In the age of limitless distractions I find myself aware of what needs to be done, not because of a handy time management tool, or because of a lack of interest in the outside world, but because I had attention issues before the Internet. As a child my first grade teacher  would tell my mother, on a regular basis, that I needed to be on Ritalin. My mother would barely let me take Tylenol, and she said that aspirin could kill you before you turned 21, so there was not much of a chance that I was going on a mind altering drug of any kind.

Instead, she told me I had to buckle down. Not literally, of course, but mentally. She said that she understood that I was a kid, but she told me that if I did not do as I was supposed to; I would be punished. However, she did not plan on beating  me, as long as I did not do anything too crazy, but rather rewarding me when I did the right thing. This, of course, did not make my teacher too happy, so the easy answer was to transfer me to a different class. My second first grade teacher did not think I was so bad, because there were some real heathens in her class, so I was ranked average to good. 

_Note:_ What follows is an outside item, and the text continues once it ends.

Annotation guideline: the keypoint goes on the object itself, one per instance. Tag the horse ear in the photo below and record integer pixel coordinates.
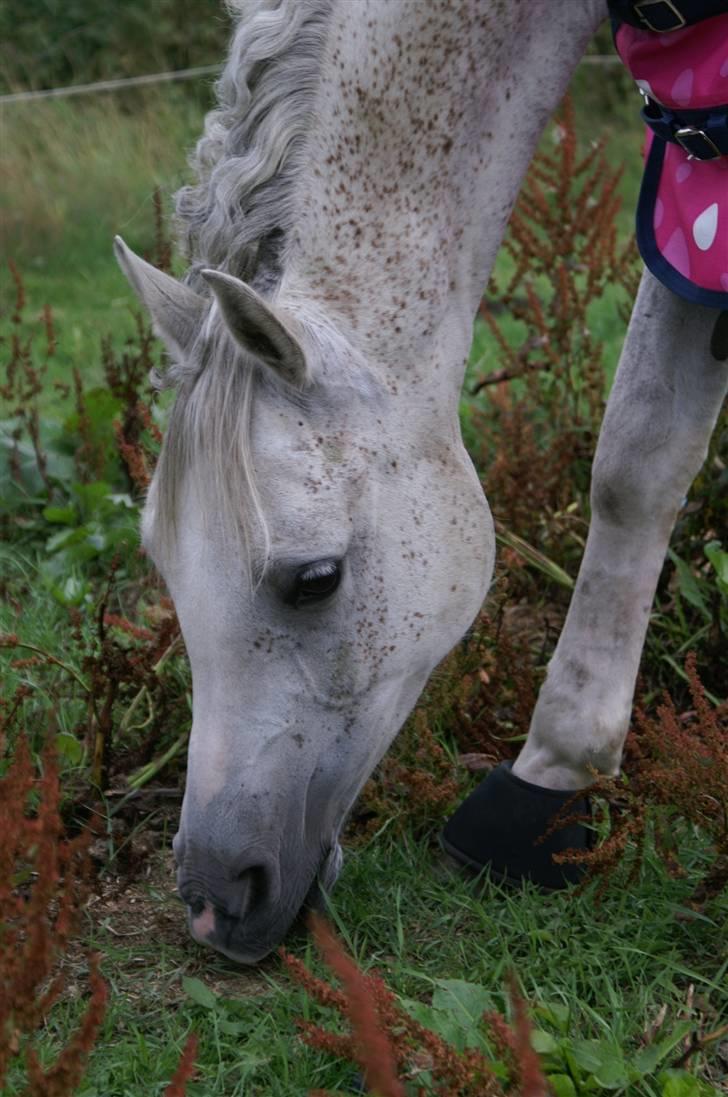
(254, 326)
(175, 309)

Don’t get me wrong, I don’t hold my original first grade teachers frustrations against her; in a world where there is a pill that can, supposedly, fix almost anything, how could you, but I do think that sometimes we just need to be told to buckle down. It is not as though I do not get distracted, because I put on the mental buckles, but I am able to work non-stop on a task until it is done, and often times, to this day, I still tell myself time to buckle down and get it done.

Special Thanks to vichie81 for the awesome picture.


About dmtyner

I'm a full time college student at UTD. This is my first blog.

2 Responses to “Buckle Down: How I Manage My Attention”

  1. I would recommend trying to give the reader a better idea of Rheingold’s perspective — just a sentence summing up his position. You might also try to link to studies or experts who support your POV.

    • I will do that. Sometimes I just get too concerned with what I want to say, and don’t keep making it make sense in the forefront of my mind. Thank you for the comment.